Reliability isn’t always about putting out fires; it’s also consistency on the front end. Being dependable and predictable provides a level of comfort, so that when the problems arise, you can solve them together. Truth be told, sometimes I messed up, but with some cachet built up, they were willing to cut me some slack and forgive my mistakes with empathy.
Empathy was the last part of the recipe. Seeing people not as customers, or potential customers, but as people. As leaders, we all have to see people as people first, not headcount or employees. People. I would aim to see doctors from their perspective. Especially when they weren’t very kind to me.

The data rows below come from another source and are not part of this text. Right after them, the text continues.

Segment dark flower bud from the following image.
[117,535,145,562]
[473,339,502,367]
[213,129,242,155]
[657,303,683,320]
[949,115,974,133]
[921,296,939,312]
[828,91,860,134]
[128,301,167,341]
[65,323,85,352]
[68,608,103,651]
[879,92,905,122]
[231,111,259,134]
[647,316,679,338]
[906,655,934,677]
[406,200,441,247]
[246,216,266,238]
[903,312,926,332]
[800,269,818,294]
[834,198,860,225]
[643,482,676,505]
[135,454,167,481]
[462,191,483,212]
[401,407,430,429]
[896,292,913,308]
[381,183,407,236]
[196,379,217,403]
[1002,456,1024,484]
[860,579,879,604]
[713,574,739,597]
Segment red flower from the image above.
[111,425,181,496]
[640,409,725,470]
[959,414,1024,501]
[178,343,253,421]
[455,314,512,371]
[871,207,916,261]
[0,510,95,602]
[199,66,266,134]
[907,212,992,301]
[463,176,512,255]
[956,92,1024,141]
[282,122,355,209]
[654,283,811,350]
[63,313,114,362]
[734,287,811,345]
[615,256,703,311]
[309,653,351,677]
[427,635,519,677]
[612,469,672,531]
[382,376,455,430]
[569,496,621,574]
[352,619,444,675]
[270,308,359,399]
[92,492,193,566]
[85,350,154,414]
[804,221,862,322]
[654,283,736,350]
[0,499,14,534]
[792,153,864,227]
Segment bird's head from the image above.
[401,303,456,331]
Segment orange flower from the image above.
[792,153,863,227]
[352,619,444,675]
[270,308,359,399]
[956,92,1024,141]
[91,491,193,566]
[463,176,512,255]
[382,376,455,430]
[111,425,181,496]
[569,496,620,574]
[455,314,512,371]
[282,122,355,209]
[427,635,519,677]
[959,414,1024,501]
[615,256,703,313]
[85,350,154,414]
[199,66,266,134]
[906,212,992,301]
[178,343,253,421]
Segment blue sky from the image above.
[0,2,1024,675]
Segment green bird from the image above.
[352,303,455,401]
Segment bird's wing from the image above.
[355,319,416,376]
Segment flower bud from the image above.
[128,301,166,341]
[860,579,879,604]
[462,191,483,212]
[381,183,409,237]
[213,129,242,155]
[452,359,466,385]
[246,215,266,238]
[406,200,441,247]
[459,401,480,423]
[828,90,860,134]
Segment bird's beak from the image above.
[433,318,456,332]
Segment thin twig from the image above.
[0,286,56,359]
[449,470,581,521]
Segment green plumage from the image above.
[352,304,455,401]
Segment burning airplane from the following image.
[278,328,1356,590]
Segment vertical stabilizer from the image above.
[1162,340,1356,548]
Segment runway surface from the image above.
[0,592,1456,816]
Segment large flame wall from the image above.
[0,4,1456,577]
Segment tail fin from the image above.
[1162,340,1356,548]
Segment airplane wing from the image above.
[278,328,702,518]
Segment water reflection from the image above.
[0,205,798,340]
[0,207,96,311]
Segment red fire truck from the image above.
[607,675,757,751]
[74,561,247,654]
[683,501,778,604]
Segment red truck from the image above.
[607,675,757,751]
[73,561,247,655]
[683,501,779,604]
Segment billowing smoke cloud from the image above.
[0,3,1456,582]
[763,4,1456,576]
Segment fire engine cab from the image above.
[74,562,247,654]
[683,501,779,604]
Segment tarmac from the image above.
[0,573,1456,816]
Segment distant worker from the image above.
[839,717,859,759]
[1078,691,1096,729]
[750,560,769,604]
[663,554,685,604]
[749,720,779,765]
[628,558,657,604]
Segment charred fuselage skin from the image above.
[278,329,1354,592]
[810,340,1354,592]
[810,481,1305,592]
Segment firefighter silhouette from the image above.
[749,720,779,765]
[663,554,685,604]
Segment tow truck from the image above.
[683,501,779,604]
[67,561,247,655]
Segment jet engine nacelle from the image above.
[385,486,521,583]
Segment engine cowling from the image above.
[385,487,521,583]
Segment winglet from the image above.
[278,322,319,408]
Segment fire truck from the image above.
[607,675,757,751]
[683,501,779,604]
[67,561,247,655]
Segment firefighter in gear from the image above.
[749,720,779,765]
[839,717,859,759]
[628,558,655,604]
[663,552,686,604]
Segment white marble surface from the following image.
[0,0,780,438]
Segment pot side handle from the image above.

No one likes being treated poorly, but I took a step back and thought, He’s got a hundred guys like me coming in all the time trying to be slick and pitch him on a sale. Meanwhile he’s been up since 5 a.m. to do his rounds at the hospital, then conducted 21 colonoscopies, then saw a full caseload of patients in his clinic. And maybe he’ll get to have dinner with his family tonight — if he’s not on call, that is.
Multiply that by 20 doctors, each with a nurse and a medical assistant, plus an office manager and a receptionist, and I could appreciate the moments those front-desk windows would slam in my face. Or the five minutes the doc would give me at lunch. So yeah, sometimes these people were mean to me, but I learned to give them some grace.
Some days, at a presentation lunch, I’d sit down and simply ask the staff how they were doing. Then I’d listen as they talked. And as I’d suspected, they were all just people.
People require CARE. Caring for people offers a pathway to trust, and trust makes all the difference. I’ve never been the smartest or strongest or most capable leader, but my clients and my teams have always been able to trust me. And I think that comes down to this fact: the people I serve know that I CARE.